Document Management System Detection​

When fetching web URLs, the package uses @happyvertical/spider to detect document management systems and extract direct PDF links:

// WordPress Download Manager URL — spider detects the PDF link automatically
const doc = await fetchDocument(
'https://example.com/download/meeting-minutes/',
{ scraper: 'basic', spider: 'dom' }
);

Override MIME Type​

const doc = await fetchDocument('https://example.com/download?id=123', {
type: 'application/pdf',
});

Cache Control​

const doc = await fetchDocument('https://example.com/report.pdf', {
cacheDir: './my-cache',
cache: true,
cacheExpiry: 600_000, // 10 minutes
});

API Reference​

fetchDocument(url, options?)​

Main factory function. Detects document format, selects the appropriate processor, and returns structured content.

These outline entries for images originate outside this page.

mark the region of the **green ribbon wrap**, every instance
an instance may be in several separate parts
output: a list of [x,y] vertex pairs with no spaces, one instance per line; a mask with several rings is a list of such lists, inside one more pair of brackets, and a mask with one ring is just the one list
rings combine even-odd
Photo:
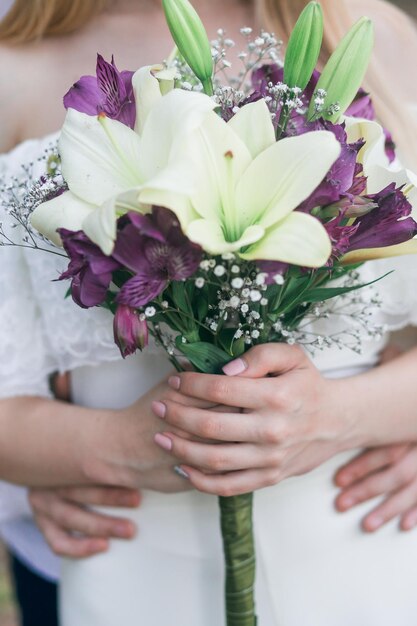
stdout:
[[256,626],[253,493],[219,498],[226,561],[226,624]]

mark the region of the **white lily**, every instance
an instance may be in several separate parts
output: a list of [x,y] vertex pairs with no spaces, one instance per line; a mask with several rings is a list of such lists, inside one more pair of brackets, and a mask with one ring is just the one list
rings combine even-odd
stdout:
[[164,190],[165,206],[173,210],[184,206],[190,180],[178,153],[215,103],[203,94],[178,89],[162,96],[167,83],[161,81],[169,83],[172,76],[158,79],[154,71],[143,68],[133,79],[136,130],[105,116],[69,109],[59,139],[69,191],[40,205],[32,215],[33,226],[57,245],[61,245],[58,228],[83,230],[110,254],[117,218],[128,210],[149,210],[139,203],[138,193],[150,180]]
[[[235,252],[249,260],[308,267],[326,263],[331,254],[326,230],[294,209],[340,155],[332,133],[276,142],[270,112],[260,100],[242,107],[229,123],[208,114],[185,150],[196,191],[177,216],[192,241],[211,254]],[[147,184],[140,199],[161,204],[161,191]]]

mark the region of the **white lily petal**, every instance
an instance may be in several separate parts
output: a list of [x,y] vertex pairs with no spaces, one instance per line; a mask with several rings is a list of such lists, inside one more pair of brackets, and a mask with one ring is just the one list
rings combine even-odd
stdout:
[[267,228],[285,218],[318,187],[340,151],[328,131],[274,143],[251,163],[237,187],[242,227],[258,222]]
[[110,255],[117,234],[117,198],[110,198],[90,213],[83,222],[83,231],[102,252]]
[[[135,72],[133,75],[132,85],[136,101],[135,131],[139,135],[143,132],[143,128],[150,111],[162,98],[161,86],[156,75],[159,75],[163,69],[163,65],[148,65],[147,67],[141,67],[140,70]],[[166,72],[167,71],[168,70],[166,70]],[[165,80],[166,76],[164,75],[163,77]],[[174,77],[172,76],[172,87],[173,86]]]
[[143,181],[140,138],[116,120],[69,109],[59,139],[62,173],[71,191],[100,206]]
[[210,113],[190,135],[186,149],[196,171],[192,201],[197,213],[227,225],[236,210],[237,182],[252,161],[248,148],[231,126]]
[[239,109],[229,126],[246,144],[253,159],[275,143],[271,113],[263,99]]
[[355,143],[361,139],[366,141],[358,155],[358,161],[363,163],[365,175],[368,175],[368,167],[373,165],[388,168],[389,159],[385,152],[385,133],[382,126],[378,122],[356,117],[345,117],[344,122],[349,143]]
[[141,171],[153,178],[183,149],[188,135],[200,126],[216,103],[201,93],[174,89],[150,111],[142,133]]
[[166,167],[158,176],[145,183],[139,193],[141,205],[170,209],[184,230],[199,217],[191,203],[194,185],[190,167],[190,163],[181,160]]
[[91,204],[83,202],[70,191],[44,202],[32,213],[30,221],[34,228],[57,246],[62,246],[58,228],[82,230],[85,218],[95,211]]
[[260,226],[250,226],[238,241],[226,241],[221,225],[214,220],[196,220],[189,225],[186,235],[200,244],[209,254],[237,252],[241,248],[259,241],[265,231]]
[[330,239],[322,224],[311,215],[294,211],[240,256],[248,260],[321,267],[328,261],[331,251]]

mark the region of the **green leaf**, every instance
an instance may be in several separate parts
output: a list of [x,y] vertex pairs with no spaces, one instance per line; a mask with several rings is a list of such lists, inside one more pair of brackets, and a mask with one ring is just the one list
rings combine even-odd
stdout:
[[222,367],[231,360],[230,355],[224,350],[204,341],[182,343],[181,337],[177,337],[176,345],[178,350],[203,374],[220,374]]
[[287,46],[284,82],[305,89],[313,75],[323,42],[323,11],[309,2],[294,27]]
[[172,301],[177,309],[179,309],[183,313],[187,313],[187,315],[192,315],[185,289],[185,283],[173,281],[170,285]]
[[[367,17],[362,17],[342,39],[327,62],[317,83],[316,91],[327,92],[325,110],[320,117],[336,123],[353,102],[365,77],[374,46],[374,26]],[[340,110],[331,115],[328,109],[338,104]],[[310,103],[309,118],[316,115],[314,97]]]

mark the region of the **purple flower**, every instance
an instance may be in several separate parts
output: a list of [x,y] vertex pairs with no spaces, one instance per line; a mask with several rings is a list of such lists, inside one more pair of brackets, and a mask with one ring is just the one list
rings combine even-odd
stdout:
[[358,141],[354,144],[346,143],[346,131],[341,125],[320,121],[315,124],[310,124],[309,126],[315,126],[315,130],[329,130],[333,132],[336,139],[341,143],[342,151],[340,157],[331,167],[324,180],[299,207],[299,211],[306,213],[310,213],[312,209],[317,206],[327,206],[339,202],[343,197],[352,193],[351,190],[354,186],[363,184],[363,181],[365,181],[366,185],[366,179],[360,176],[362,166],[356,162],[358,153],[363,148],[364,142]]
[[[412,206],[392,183],[383,191],[356,198],[339,215],[324,224],[333,244],[332,258],[366,248],[385,248],[409,241],[417,234]],[[356,218],[353,225],[346,221]]]
[[83,309],[102,304],[112,280],[112,273],[120,265],[111,257],[105,256],[82,232],[58,230],[63,246],[70,258],[66,272],[59,280],[71,279],[71,295]]
[[64,96],[66,109],[72,108],[118,120],[130,128],[136,121],[136,105],[133,93],[132,77],[134,72],[119,72],[114,58],[108,63],[97,55],[97,76],[82,76]]
[[148,345],[149,332],[146,320],[142,320],[138,311],[125,304],[119,304],[113,321],[114,341],[122,357],[143,350]]
[[417,223],[411,217],[412,206],[395,183],[369,198],[376,207],[358,220],[349,250],[395,246],[417,234]]
[[358,94],[346,111],[350,117],[360,117],[364,120],[375,120],[376,113],[371,97],[364,89],[359,89]]
[[151,215],[128,214],[113,256],[135,274],[123,285],[117,300],[139,308],[162,293],[169,281],[192,276],[202,249],[185,237],[172,211],[154,207]]

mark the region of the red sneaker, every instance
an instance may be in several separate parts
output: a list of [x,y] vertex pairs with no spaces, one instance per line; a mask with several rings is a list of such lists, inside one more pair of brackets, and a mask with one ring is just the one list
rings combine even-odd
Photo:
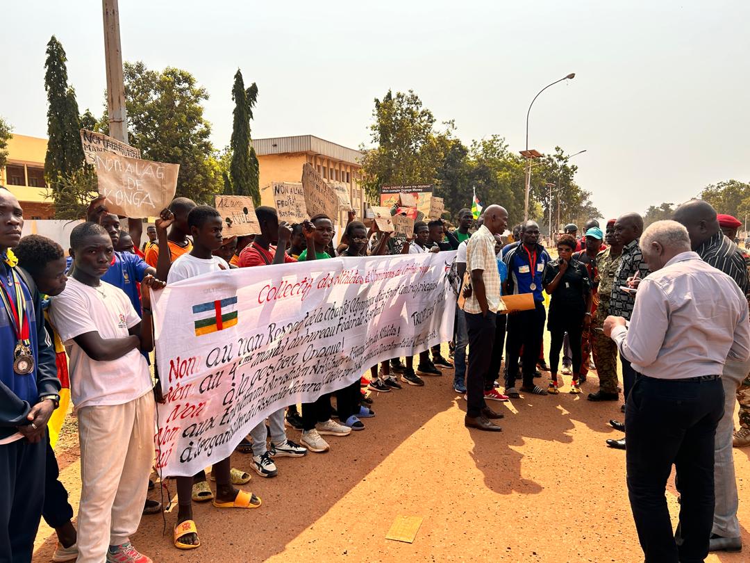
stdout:
[[484,400],[485,401],[507,401],[508,396],[503,395],[502,393],[498,391],[496,389],[492,389],[489,391],[484,391]]

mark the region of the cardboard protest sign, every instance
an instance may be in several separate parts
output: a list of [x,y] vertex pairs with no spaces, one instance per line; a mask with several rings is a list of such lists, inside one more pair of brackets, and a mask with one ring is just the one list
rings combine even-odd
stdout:
[[274,182],[272,185],[274,206],[278,212],[279,222],[302,223],[310,218],[305,210],[304,188],[298,182]]
[[218,195],[215,207],[224,224],[224,238],[260,234],[260,224],[255,216],[253,198],[240,195]]
[[338,196],[309,162],[302,165],[302,188],[304,188],[304,204],[310,217],[325,213],[332,220],[338,220]]
[[391,218],[393,233],[396,236],[409,238],[414,233],[414,219],[405,215],[394,215]]
[[114,152],[130,158],[140,158],[140,151],[134,146],[126,145],[102,133],[94,133],[86,129],[81,129],[80,133],[81,145],[83,146],[83,155],[87,164],[96,165],[96,155],[98,152]]
[[446,204],[442,197],[433,196],[430,198],[430,213],[428,215],[430,219],[440,219],[446,210]]
[[153,293],[160,473],[194,475],[272,413],[450,340],[455,254],[240,268]]
[[94,156],[99,193],[110,213],[125,217],[158,217],[177,189],[179,164],[131,158],[114,152]]
[[377,225],[378,229],[382,233],[392,233],[394,230],[391,210],[388,207],[377,207],[373,206],[370,208],[373,212],[373,220]]
[[398,194],[398,199],[400,201],[401,207],[417,206],[417,198],[414,197],[414,194],[401,193]]

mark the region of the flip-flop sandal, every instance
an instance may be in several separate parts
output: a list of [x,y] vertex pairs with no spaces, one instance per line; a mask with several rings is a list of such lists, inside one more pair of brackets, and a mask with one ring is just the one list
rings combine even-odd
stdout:
[[192,498],[195,502],[208,502],[214,498],[214,492],[206,481],[194,483]]
[[[232,485],[245,485],[250,483],[251,478],[249,473],[236,468],[232,468],[230,471],[230,477],[231,477]],[[216,480],[216,475],[214,474],[213,471],[211,472],[211,480]]]
[[538,385],[535,385],[533,387],[521,387],[520,390],[524,393],[530,393],[532,395],[547,395],[548,393],[544,389],[540,387]]
[[174,531],[175,547],[178,549],[194,549],[196,547],[200,547],[200,538],[198,539],[198,543],[194,545],[183,543],[180,541],[188,534],[195,534],[196,537],[198,537],[198,528],[195,527],[195,522],[193,520],[185,520],[176,525]]
[[232,502],[217,502],[214,500],[214,506],[217,508],[258,508],[262,504],[260,497],[243,490],[237,493]]
[[248,438],[243,438],[240,443],[237,444],[235,451],[240,453],[252,453],[253,444]]
[[518,394],[518,390],[515,387],[510,387],[506,390],[506,395],[507,395],[511,399],[520,399],[520,395]]

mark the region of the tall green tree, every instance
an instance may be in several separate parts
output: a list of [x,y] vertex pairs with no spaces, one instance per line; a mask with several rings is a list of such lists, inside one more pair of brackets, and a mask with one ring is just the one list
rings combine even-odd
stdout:
[[54,191],[60,178],[83,167],[80,118],[76,92],[68,83],[68,58],[62,44],[52,35],[46,48],[44,89],[47,94],[47,152],[44,175]]
[[382,101],[376,98],[373,117],[370,131],[375,146],[361,146],[368,194],[376,198],[383,185],[434,183],[449,146],[452,122],[446,124],[444,131],[435,129],[432,112],[412,90],[395,95],[388,90]]
[[245,89],[242,73],[238,68],[235,74],[232,99],[235,103],[234,123],[232,127],[232,164],[230,180],[235,195],[249,195],[256,205],[260,205],[260,188],[258,185],[260,169],[255,149],[252,146],[250,120],[253,119],[253,107],[258,99],[258,87],[254,82]]
[[[189,72],[172,67],[159,71],[126,62],[123,74],[130,143],[143,158],[180,165],[177,196],[212,204],[224,182],[203,116],[208,92]],[[106,116],[98,128],[109,131]]]
[[0,116],[0,168],[8,163],[8,141],[13,137],[13,128]]

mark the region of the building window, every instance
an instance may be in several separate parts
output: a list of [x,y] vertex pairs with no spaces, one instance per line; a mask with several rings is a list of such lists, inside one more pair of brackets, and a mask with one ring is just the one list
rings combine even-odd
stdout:
[[24,178],[23,167],[8,164],[5,167],[5,177],[8,178],[8,183],[10,185],[26,185],[26,181]]
[[28,176],[28,185],[34,188],[44,188],[46,185],[44,182],[44,169],[26,167],[26,174]]

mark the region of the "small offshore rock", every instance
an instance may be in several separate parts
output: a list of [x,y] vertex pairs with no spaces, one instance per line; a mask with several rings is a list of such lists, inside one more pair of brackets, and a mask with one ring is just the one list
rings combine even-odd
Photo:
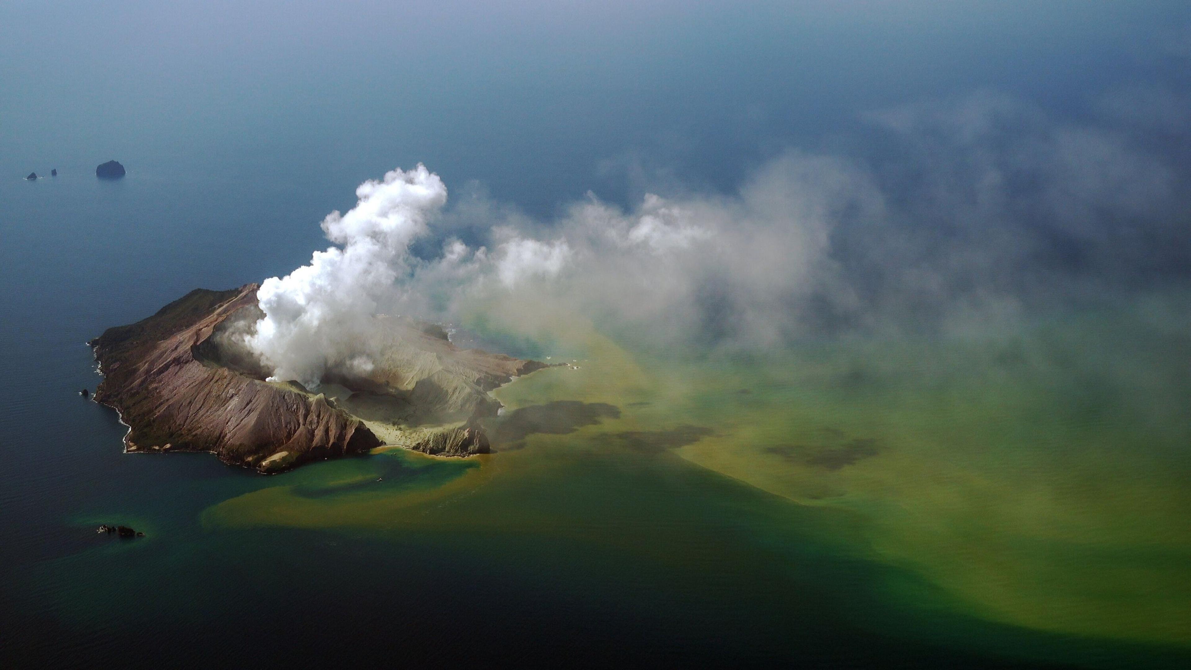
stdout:
[[101,180],[118,180],[124,176],[124,165],[108,161],[95,168],[95,176]]
[[143,537],[145,537],[145,534],[142,533],[141,531],[130,528],[127,526],[108,526],[107,524],[104,524],[102,526],[100,526],[99,528],[96,528],[95,532],[100,533],[100,534],[102,534],[102,533],[107,533],[107,534],[116,533],[116,536],[119,537],[119,538],[121,538],[121,539],[143,538]]

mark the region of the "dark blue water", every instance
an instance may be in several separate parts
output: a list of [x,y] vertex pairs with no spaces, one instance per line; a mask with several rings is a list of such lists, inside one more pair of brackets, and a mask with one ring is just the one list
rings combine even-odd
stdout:
[[[261,477],[124,455],[114,412],[77,395],[99,381],[86,340],[289,271],[394,167],[549,219],[588,189],[731,192],[790,148],[880,154],[860,115],[923,98],[993,88],[1079,118],[1114,87],[1187,83],[1181,2],[703,5],[0,7],[0,665],[1185,666],[949,614],[902,626],[879,596],[897,575],[809,531],[837,520],[667,455],[580,461],[531,502],[618,511],[681,561],[563,531],[212,528]],[[111,158],[127,176],[96,180]]]
[[[766,514],[800,513],[668,456],[660,465],[594,462],[580,470],[598,474],[586,486],[575,476],[536,487],[547,500],[600,491],[576,507],[599,516],[612,505],[638,532],[649,514],[626,511],[657,511],[666,532],[690,515],[694,539],[684,541],[693,549],[657,545],[686,556],[676,566],[569,533],[205,527],[204,509],[263,478],[206,455],[121,453],[114,412],[77,395],[99,378],[85,342],[194,286],[236,286],[303,258],[318,242],[310,221],[342,193],[322,179],[267,183],[135,164],[118,182],[64,165],[56,180],[4,186],[0,655],[8,666],[1018,663],[859,627],[846,615],[856,603],[838,589],[872,597],[873,568],[837,564],[809,540],[781,539],[786,549],[774,553],[746,533],[753,558],[741,563],[732,550],[719,564],[715,551],[724,550],[707,543],[743,532],[746,511],[761,511],[765,527],[773,526],[760,520]],[[364,467],[399,478],[400,464],[375,458]],[[604,522],[582,516],[575,522]],[[96,536],[101,522],[149,537]],[[811,581],[791,576],[791,552]],[[824,575],[836,583],[813,583]]]

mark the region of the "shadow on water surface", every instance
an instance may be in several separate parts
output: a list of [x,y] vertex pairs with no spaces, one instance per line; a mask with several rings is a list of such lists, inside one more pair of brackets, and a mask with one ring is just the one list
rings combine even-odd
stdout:
[[525,438],[536,433],[565,436],[604,419],[619,419],[621,408],[606,402],[555,400],[544,405],[520,407],[490,421],[492,445],[498,451],[525,446]]

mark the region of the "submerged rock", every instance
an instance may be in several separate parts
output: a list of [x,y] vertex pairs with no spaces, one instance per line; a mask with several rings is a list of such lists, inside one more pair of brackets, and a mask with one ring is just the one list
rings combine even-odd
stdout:
[[95,168],[95,176],[101,180],[117,180],[124,176],[124,165],[108,161]]
[[142,533],[139,531],[136,531],[133,528],[130,528],[127,526],[108,526],[107,524],[104,524],[102,526],[100,526],[98,530],[95,530],[95,532],[100,533],[100,534],[107,533],[110,536],[111,534],[116,534],[117,537],[119,537],[121,539],[143,538],[143,537],[145,537],[144,533]]

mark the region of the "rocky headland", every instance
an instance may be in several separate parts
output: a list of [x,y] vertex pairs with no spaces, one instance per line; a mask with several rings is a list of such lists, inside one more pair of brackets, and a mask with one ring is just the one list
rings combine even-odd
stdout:
[[236,337],[262,315],[257,289],[197,289],[91,342],[104,374],[94,397],[129,426],[126,451],[207,451],[261,472],[382,445],[485,453],[480,419],[500,407],[488,392],[545,367],[459,349],[437,326],[378,315],[387,355],[367,376],[329,374],[318,389],[266,381]]

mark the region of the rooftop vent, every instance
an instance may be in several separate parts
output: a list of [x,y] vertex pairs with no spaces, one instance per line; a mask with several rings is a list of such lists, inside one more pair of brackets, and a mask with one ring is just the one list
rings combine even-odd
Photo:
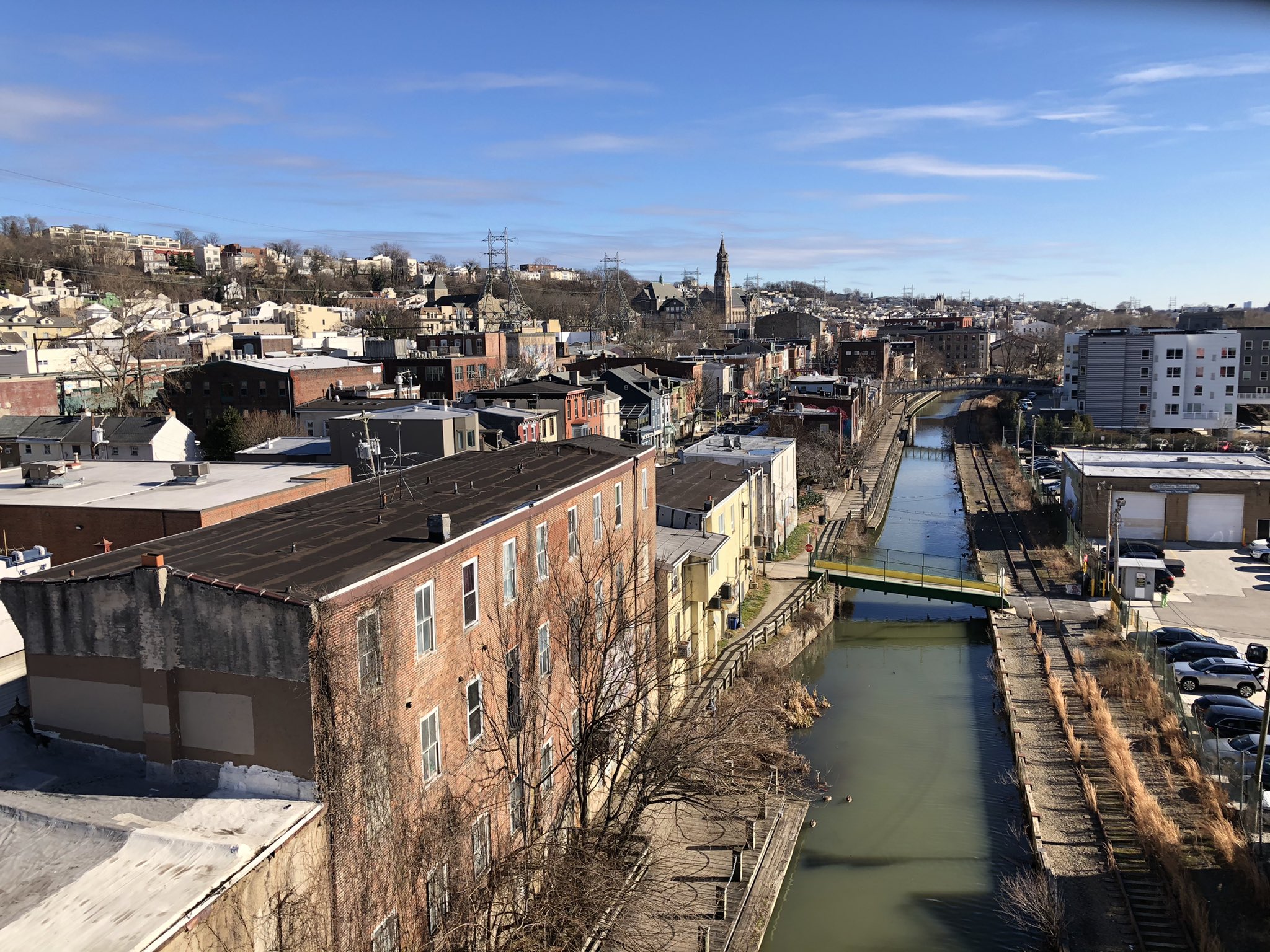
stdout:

  • url string — Document URL or file path (file://, http://, https://)
  • options FetchDocumentOptions — See below
  • Returns Promise<Document>
  • Throws if no processor is available for the detected MIME type

FetchDocumentOptions​

OptionTypeDefaultDescription
typestringauto-detectedOverride MIME type detection
extractImagesbooleantrueExtract images from document (stub — currently returns [])
runOcrbooleantrue for PDFsRun OCR on extracted images (stub)
cacheDirstringOS temp dirDirectory for caching downloaded files
cachebooleantrueEnable/disable spider fetch caching
cacheExpirynumber300000Cache expiry in milliseconds
scraper'basic' | 'crawlee''basic'Scraper type for content extraction
spider'simple' | 'dom' | 'crawlee''dom'Spider adapter for fetching web pages
headersRecord<string, string>—Custom HTTP headers for spider requests
timeoutnumber30000Request timeout in milliseconds
maxDurationnumber—Max scraping time in milliseconds
maxInteractionsnumber—Max interactions for advanced scrapers

Document (class)​

Base document handler. Manages downloading, caching, and local file path resolution. Used internally by processors; can also be used directly via Document.create(url, options).

PDFProcessor​

Implements DocumentProcessor. Extracts text from PDF files, validates PDF headers (detects HTML cache poisoning), and caches processed results.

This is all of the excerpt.